А Элеоноре вовсе не хотелось выходить замуж за мужчину, которому требуется бессловесная супруга. Все ухажеры были либо глупы, либо жадны, либо слишком властны – иногда одновременно. Элеонора не желала во всем слушаться мужа, отказаться от собственных денег и свободы. В свои двадцать шесть Элеонора была убеждена, что останется старой девой, и перспектива эта ее вовсе не пугала. Она пришла к выводу, что романтическая любовь, о которой грезят другие, – просто выдумка, и больше ничего.

Брак с сэром Эдмундом вполне устраивал Элеонору. Она будет заботиться об этом удивительно талантливом человеке. Сделает так, что его чудесная музыка сможет дойти до людей. А сама Элеонора вновь испытает радость от того, что наладила еще чью-то жизнь.

Эдмунд согласился сразу. Он восхищался силой характера и целеустремленностью Элеоноры и любил ее настолько, насколько вообще мог любить что-то, кроме музыки. Эдмунд был человек пассивный, сильные чувства приберегал для своего искусства и потому обрадовался, что Элеонора готова взвалить на свои плечи столь обременительную ношу, отвлекавшую композитора от его истинной любви.

Все получилось, как планировала Элеонора. Эдмунд переехал в ее отлично содержавшийся дом с идеальным хозяйством и посвятил себя музыке. Элеонора следила за его здоровьем и финансами, а переговоры с матерью взяла на себя. В результате леди Скарбро ее возненавидела, но Элеонору это не слишком огорчало. Они с Эдмундом переехали в Неаполь, и в теплом климате ему становилось лучше с каждым днем. Элеонора была довольна и счастлива.

А потом сэр Эдмунд погиб.

На глаза ей навернулись слезы, и Элеонора с нежностью провела рукой по блестящей деревянной крышке пианино. Что за жестокий поворот судьбы – добиться таких успехов в борьбе с болезнью Эдмунда, чтобы потерять его из-за нелепейшего несчастного случая.

Элеонора приблизилась к резной деревянной шкатулке, где лежал прах мужа.

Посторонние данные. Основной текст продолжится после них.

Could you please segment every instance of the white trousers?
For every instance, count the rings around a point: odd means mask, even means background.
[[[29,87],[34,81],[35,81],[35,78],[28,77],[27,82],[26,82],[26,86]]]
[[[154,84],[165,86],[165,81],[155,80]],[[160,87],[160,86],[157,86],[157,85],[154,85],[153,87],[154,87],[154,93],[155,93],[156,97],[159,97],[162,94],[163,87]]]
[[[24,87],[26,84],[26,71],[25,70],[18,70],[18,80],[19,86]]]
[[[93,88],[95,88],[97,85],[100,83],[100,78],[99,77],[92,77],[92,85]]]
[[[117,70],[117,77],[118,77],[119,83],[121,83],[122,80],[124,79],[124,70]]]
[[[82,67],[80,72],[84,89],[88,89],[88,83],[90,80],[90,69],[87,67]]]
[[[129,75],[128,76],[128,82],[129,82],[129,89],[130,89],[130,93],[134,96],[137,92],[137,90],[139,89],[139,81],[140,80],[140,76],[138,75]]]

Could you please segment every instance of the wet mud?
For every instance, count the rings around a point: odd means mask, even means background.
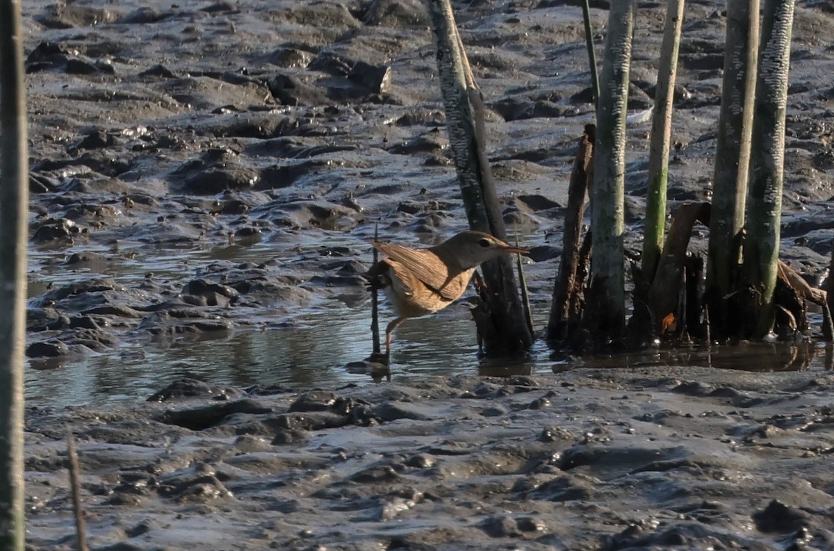
[[[827,549],[834,377],[697,368],[32,408],[33,548]]]
[[[528,281],[545,310],[571,158],[593,119],[580,12],[562,2],[457,8],[505,219],[534,250]],[[33,1],[25,11],[36,362],[280,328],[323,298],[355,307],[375,223],[384,239],[423,243],[465,227],[420,2]],[[592,16],[601,51],[606,13]],[[635,251],[662,16],[641,5],[636,30]],[[821,37],[834,19],[813,2],[796,19],[783,256],[818,281],[834,196]],[[710,197],[723,33],[721,5],[689,4],[672,208]]]
[[[601,55],[607,5],[592,4]],[[581,13],[559,0],[455,5],[505,221],[532,251],[526,279],[544,319],[576,141],[593,120]],[[711,196],[723,9],[687,3],[672,208]],[[663,16],[662,3],[640,3],[632,253]],[[74,545],[65,423],[97,549],[834,547],[834,382],[818,365],[750,374],[686,358],[622,370],[549,358],[530,375],[485,378],[450,355],[435,373],[467,374],[435,377],[409,343],[450,350],[462,335],[475,358],[474,335],[415,320],[394,352],[415,376],[293,378],[299,351],[328,376],[323,347],[353,353],[357,338],[334,328],[366,327],[359,275],[376,224],[409,243],[466,226],[421,2],[27,0],[23,22],[28,377],[106,389],[87,405],[66,406],[76,402],[60,391],[28,404],[32,548]],[[818,285],[834,205],[829,3],[797,2],[793,36],[781,252]],[[696,228],[691,249],[703,253],[708,230]],[[467,315],[450,309],[441,327]],[[313,326],[318,336],[304,333]],[[187,374],[181,358],[151,367],[151,351],[214,341],[239,352],[247,341],[234,339],[258,334],[279,336],[290,359],[265,353],[247,371],[252,358],[236,353],[221,377],[207,358],[188,368],[207,383],[138,401]],[[369,347],[358,352],[347,359]],[[794,354],[780,365],[809,369]],[[112,362],[90,375],[77,367],[90,358]]]

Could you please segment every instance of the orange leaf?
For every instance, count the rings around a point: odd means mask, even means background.
[[[675,314],[670,312],[663,318],[663,333],[674,331],[676,327],[677,327],[677,320],[675,319]]]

В задумчивости стала водить пальцем по сложным узорам. Последние полгода она много работала, чтобы предсмертное творение Эдмунда, великолепная опера, которую он сочинил, была поставлена в театре самым достойным образом. Но теперь, когда труд закончен и она сделала все, чтобы память об Эдмунде сохранилась в созданном им произведении, Элеонора чувствовала пустоту и растерянность.

Грусть, на которую она не оставляла себе времени, теперь просочилась в душу. Во время долгого плавания, скрываясь в каюте от вездесущих Колтон-Смитов, Элеонора с беспощадной ясностью осознала, что, несмотря на присутствие в ее жизни детей, друзей и слуг, она безнадежно одинока. Внутри будто зияла пропасть, которой Элеонора раньше не замечала. Причем началось это задолго до смерти мужа.

Элеонора постаралась выкинуть из головы печальные мысли. Ни к чему размышлять о таких вещах. У нее еще остались незавершенные дела. Надо доставить прах Эдмунда в его дом и проследить, чтобы его поместили в семейный склеп. Кроме того, необходимо поговорить с матерью и сестрой Эдмунда и объяснить им детали, связанные с завещанием.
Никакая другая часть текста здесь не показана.